In March 2024, the Beijing police smashed a professional insurance fraud criminal gang that deliberately staged accidents to defraud insurance claims. In this case, a certain insurance company colluded with current and former employees, as well as designated auto repair shops, to fraudulently obtain claims payments through fabricated or intentionally staged vehicle accidents. Not long ago, the Liaoning police also cracked a case of self-staged fake accidents for insurance fraud, resulting in 10 criminal suspects being taken into custody according to law.
On January 12, 2024, the official WeChat account of the Qingdao People's Procuratorate showed that since 2020, Liang and others have purchased second-hand new energy vehicles and staged flooding accidents to defraud insurance claims. In a case heard by Pingdu Court, Wang operated an auto repair shop and colluded with others to fabricate more than 40 accidents to defraud over 1.5 million yuan. Data from Shunyi Court shows that from January 2019 to October 2023, 23 out of 26 cases of motor vehicle insurance fraud involved collusion between auto repair personnel and customers. The modus operandi of car insurance fraud is becoming more covert, with the industry believing that factors such as low cost, high returns, and information asymmetry contribute to its frequent occurrence and variety, such as manufacturing accidents in remote areas at night, according to Liu Chunsheng, who pointed out underlying motives such as profit incentives.

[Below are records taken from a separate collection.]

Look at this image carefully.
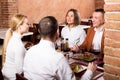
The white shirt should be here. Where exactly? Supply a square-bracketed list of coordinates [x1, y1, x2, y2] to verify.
[61, 25, 86, 48]
[92, 27, 103, 52]
[2, 32, 26, 78]
[23, 40, 75, 80]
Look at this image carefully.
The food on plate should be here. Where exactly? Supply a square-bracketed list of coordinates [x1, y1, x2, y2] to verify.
[82, 52, 95, 61]
[70, 63, 83, 73]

Let's look at another fraud case in Guangzhou. From April 2017 to December 2020, Zhou and Wang conspired to stage car damage accidents, which were then sent to Wang's car beauty service department for assessment and repair to defraud insurance. During this period, Zhou committed 10 instances of insurance fraud, successfully obtaining over 720,000 yuan and attempting to obtain over 30,000 yuan. The People's Court of Sanshui District, Foshan City, ruled that Zhou, with the purpose of illegal possession, conspired with others to stage insurance accidents for fraudulent purposes, with a huge amount involved. He was sentenced to six years and eight months in prison and fined 60,000 yuan.

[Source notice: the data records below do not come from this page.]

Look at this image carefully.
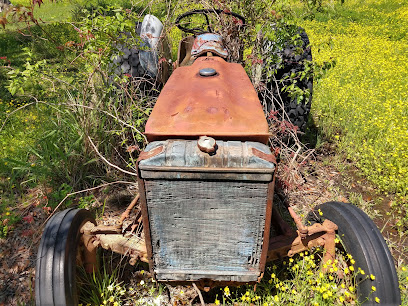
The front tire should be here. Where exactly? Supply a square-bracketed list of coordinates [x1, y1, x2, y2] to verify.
[308, 202, 401, 305]
[35, 208, 96, 305]
[259, 28, 313, 132]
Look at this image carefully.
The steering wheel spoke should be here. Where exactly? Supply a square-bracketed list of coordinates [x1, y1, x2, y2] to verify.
[176, 9, 245, 35]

Tianjin also revealed a similar insurance fraud case. Ms. Zhou and Mr. Liu separately discovered abnormal accident records for their vehicles, and the Tianjin Municipal Public Security Bureau's Economic Investigation Intelligence Liaison Center captured relevant clues through big data screening. The police found suspicious accidents related to luxury cars, and Pan, the person in charge of an auto repair shop in Nankai District, came under scrutiny. It turned out that since the end of 2015, Pan had been planning insurance fraud, registering multiple auto repair companies in the name of employees, deliberately staging accidents, and impersonating drivers to file claims.
Since 2016, this gang has committed over 100 insurance fraud crimes involving nearly tens of millions of yuan. They replaced luxury car parts and staged "collisions" in repair shops, fabricated scene evidence to obtain appraisal reports, and then applied for claims. They used old parts to impersonate original parts and defrauded high insurance claims. Dong, an employee of Pan, cooperated for a long time, and some insurance company agents became "moles." Some vehicle owners cooperated in insurance fraud due to inducements, such as Guo agreeing to save money and receive red envelopes, but the auto repair shop used his car to defraud 400,000 yuan in claims. Finally, this criminal gang was apprehended.
Why is Car Insurance Fraud So Rampant?
Car insurance fraud is rampant due to its low cost and high profitability. Additionally, some members of the public have insufficient understanding of insurance regulations and weak legal awareness. Furthermore, some insurance companies engage in extensive operations and overlook risk assessment, which is another significant reason for the high incidence of such cases. In pursuit of business volume, insurance companies simplify claims procedures excessively, overly relying on third-party evidence. Traditional methods of fraud prevention are inefficient, and there is a lack of information sharing among insurance institutions, resulting in inadequate efforts to combat and prevent motor vehicle insurance fraud.
Analysis shows that there is a noticeable trend towards organized fraud in the car insurance sector, with perpetrators often gathering together to commit fraud in an organized manner. Furthermore, collusion with internal personnel of insurance companies facilitates fraud, leading to a large number of potential fraudulent activities going undetected.
Preventing insurance fraud requires collaborative efforts from insurance companies, traffic management departments, prosecution agencies, and other relevant departments. Through strengthening management, refining procedures, leveraging functions, ensuring coordination, promoting governance, and utilizing big data, a comprehensive prevention system should be established to effectively curb insurance fraud and maintain the healthy and stable development of the insurance industry.